Stoop looked me up and down. He was panting from all this exertion. His eyes were enormous from those thick lenses. He smiled and said, "Take off your pants and bend over." The bigger guy, who I named Schultz from Hogan's Heroes, had his arms crossed and was appeared to be considering what to have for lunch after shipping this punk American kid off to prison.
It's hard to put into words the thoughts running through one's mind when asked to drop your pants and grab ankles while in the custody of the German Police. This alone would be cause for most to become seriously concerned.

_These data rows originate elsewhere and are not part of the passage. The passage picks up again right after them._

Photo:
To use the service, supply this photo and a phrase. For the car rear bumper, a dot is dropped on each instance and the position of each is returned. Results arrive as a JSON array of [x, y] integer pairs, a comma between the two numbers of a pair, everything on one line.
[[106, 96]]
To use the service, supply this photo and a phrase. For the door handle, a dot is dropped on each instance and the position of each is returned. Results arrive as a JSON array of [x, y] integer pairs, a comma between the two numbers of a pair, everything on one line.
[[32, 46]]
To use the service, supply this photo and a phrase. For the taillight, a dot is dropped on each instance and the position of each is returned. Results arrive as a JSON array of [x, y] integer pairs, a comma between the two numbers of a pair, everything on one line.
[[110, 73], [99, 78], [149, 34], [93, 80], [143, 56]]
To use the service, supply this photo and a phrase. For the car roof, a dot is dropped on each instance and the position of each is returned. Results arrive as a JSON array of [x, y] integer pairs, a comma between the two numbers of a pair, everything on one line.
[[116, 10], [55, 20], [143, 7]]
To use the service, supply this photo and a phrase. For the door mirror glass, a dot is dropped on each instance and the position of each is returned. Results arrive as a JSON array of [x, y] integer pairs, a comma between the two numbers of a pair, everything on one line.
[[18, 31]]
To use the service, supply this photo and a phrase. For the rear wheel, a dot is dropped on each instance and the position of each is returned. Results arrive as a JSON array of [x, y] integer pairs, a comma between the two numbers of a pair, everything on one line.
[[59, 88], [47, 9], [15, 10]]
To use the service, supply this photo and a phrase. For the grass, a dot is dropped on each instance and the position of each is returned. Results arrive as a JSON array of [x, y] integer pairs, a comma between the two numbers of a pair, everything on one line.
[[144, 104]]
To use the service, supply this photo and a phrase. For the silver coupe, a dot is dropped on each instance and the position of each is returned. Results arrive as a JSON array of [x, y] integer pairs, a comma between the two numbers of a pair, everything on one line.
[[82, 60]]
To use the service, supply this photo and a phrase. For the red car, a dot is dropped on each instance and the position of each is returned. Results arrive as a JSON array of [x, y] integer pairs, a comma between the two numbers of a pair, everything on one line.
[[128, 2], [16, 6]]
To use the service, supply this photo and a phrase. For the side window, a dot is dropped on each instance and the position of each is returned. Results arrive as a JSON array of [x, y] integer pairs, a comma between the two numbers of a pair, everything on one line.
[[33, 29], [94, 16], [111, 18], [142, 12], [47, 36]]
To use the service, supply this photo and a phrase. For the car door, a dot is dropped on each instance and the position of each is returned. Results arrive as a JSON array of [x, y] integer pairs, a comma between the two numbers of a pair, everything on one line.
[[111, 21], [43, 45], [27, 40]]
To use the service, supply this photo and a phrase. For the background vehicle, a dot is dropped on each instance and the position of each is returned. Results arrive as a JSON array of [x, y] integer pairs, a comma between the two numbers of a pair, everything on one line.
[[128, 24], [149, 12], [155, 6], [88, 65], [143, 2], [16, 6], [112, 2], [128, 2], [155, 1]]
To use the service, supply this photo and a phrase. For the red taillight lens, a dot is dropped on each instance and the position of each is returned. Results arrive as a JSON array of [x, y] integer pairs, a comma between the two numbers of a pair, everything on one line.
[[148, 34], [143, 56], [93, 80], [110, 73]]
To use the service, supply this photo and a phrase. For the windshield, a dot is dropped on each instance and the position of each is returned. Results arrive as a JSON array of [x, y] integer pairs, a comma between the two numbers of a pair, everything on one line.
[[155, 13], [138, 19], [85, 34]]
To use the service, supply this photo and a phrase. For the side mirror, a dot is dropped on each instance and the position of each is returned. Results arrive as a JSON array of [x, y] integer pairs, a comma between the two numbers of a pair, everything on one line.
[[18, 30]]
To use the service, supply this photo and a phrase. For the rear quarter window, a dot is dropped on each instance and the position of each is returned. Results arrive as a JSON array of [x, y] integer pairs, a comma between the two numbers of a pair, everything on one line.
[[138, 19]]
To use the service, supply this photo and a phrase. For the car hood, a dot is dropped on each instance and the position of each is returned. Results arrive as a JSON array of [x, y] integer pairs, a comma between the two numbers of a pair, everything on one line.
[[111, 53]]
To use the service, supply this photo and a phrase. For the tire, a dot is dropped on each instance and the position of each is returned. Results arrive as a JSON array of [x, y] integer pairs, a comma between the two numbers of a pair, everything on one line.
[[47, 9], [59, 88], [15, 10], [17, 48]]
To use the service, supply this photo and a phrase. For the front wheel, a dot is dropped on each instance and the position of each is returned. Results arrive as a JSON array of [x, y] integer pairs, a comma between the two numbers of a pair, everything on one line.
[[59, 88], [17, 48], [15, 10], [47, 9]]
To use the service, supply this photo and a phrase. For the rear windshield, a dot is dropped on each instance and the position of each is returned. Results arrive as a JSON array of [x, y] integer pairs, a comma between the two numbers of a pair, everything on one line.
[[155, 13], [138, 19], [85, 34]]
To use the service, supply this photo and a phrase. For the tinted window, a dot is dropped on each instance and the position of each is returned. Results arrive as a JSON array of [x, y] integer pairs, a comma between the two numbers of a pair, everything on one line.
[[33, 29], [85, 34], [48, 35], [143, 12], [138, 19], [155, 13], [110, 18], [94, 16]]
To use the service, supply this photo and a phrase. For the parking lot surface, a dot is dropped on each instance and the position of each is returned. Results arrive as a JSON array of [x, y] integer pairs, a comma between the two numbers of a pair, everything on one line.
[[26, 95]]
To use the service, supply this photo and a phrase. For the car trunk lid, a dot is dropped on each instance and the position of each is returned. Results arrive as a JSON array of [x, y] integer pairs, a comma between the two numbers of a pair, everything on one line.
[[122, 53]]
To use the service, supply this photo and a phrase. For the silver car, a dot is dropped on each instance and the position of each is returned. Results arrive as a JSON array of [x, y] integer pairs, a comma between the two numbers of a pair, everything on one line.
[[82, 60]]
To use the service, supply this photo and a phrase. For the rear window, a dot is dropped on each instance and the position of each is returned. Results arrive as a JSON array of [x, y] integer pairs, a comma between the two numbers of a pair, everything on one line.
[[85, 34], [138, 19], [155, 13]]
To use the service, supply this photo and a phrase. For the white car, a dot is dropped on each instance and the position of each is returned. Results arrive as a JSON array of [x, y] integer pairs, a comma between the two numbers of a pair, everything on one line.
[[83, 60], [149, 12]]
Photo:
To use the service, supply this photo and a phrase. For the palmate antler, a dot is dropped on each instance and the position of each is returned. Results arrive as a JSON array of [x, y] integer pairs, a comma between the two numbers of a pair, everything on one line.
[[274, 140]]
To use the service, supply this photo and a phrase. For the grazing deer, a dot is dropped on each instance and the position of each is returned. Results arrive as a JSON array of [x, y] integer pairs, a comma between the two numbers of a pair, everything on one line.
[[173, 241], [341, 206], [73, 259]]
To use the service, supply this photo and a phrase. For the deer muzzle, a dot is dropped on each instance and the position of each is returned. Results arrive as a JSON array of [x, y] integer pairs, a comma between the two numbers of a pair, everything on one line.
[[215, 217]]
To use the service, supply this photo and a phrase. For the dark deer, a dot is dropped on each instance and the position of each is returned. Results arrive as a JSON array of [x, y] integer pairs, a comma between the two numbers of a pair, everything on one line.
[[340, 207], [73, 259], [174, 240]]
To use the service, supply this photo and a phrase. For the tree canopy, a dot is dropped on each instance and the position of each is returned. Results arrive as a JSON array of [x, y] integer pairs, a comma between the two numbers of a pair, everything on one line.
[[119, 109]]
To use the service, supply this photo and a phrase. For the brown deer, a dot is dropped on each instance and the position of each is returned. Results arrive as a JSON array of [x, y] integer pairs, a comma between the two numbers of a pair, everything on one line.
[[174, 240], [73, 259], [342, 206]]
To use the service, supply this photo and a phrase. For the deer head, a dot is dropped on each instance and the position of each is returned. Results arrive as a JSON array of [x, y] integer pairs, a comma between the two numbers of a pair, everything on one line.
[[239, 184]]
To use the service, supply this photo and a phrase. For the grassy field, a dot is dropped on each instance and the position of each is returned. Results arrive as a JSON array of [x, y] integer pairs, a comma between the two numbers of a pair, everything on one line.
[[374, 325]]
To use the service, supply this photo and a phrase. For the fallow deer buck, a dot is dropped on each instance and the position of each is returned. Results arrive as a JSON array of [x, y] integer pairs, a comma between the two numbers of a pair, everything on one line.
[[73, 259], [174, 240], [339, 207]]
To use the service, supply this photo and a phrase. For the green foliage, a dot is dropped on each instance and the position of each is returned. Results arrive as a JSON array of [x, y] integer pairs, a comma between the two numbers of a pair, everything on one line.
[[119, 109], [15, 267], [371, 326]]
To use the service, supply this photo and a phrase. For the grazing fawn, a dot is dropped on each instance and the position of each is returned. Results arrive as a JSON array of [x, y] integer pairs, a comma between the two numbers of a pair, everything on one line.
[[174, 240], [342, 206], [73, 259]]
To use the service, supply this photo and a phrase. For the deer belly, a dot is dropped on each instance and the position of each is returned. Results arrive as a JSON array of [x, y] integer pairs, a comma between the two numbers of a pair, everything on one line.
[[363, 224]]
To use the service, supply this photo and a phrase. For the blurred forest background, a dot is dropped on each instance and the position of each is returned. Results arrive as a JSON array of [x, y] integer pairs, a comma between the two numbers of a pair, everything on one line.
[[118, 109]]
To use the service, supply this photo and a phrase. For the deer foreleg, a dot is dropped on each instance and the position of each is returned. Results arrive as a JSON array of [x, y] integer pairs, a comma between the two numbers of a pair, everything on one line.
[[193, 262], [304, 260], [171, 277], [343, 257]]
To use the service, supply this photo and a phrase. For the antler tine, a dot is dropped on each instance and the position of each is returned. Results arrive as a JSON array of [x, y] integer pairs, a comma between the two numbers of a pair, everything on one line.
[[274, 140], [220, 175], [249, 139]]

Add the knowledge that you have firmly shoved up your butt an ounce of Nepalese Hashish—that, my friends, is priceless.
Have you ever known anyone that has an uncanny ability to extract their self from any trouble they may get into? There was a time when I used to think of myself in that way. With my easy wit and irresistible charm, I could wiggle my way out of just about anything. This unfortunate incident in the Frankfurt Airport was no exception.
After a few hours of signing seemingly endless forms (the Germans are nothing if not precise), I was released into the stark cleanliness of the Frankfurt airport. It is not such a bad place, actually. Extraordinary clean, incredibly well-ventilated and delightfully comfortable, it even has a McDonalds.
Most people do not realize this, but being arrested while smuggling contraband into a foreign country can cause a guy to work up a fierce hunger. I walked over to the McDonalds with three dollars in my hand and ordered a Happy Meal. My boxed culinary extravaganza had a miniature Hamburgler figurine in it to qualify it for Happy Meal status.
Looking out the window as we made our final approach into JFK, my mind was a jumble of thoughts. While it was a good thing that I would not have to become fluent in German anytime soon, I couldn't shake this feeling of sadness and remorse. I realized my heart was heavy with despair, my mood decidedly somber. I had come to terms with the end of my journey and my entry back into "real life". I was okay knowing that I would need to find employment and jump on the inane gerbil wheel of materialism in a never-ending attempt to keep up with the Joneses. But there was one thing that I could not accept. There was one thing that would not let me rest. The hashish.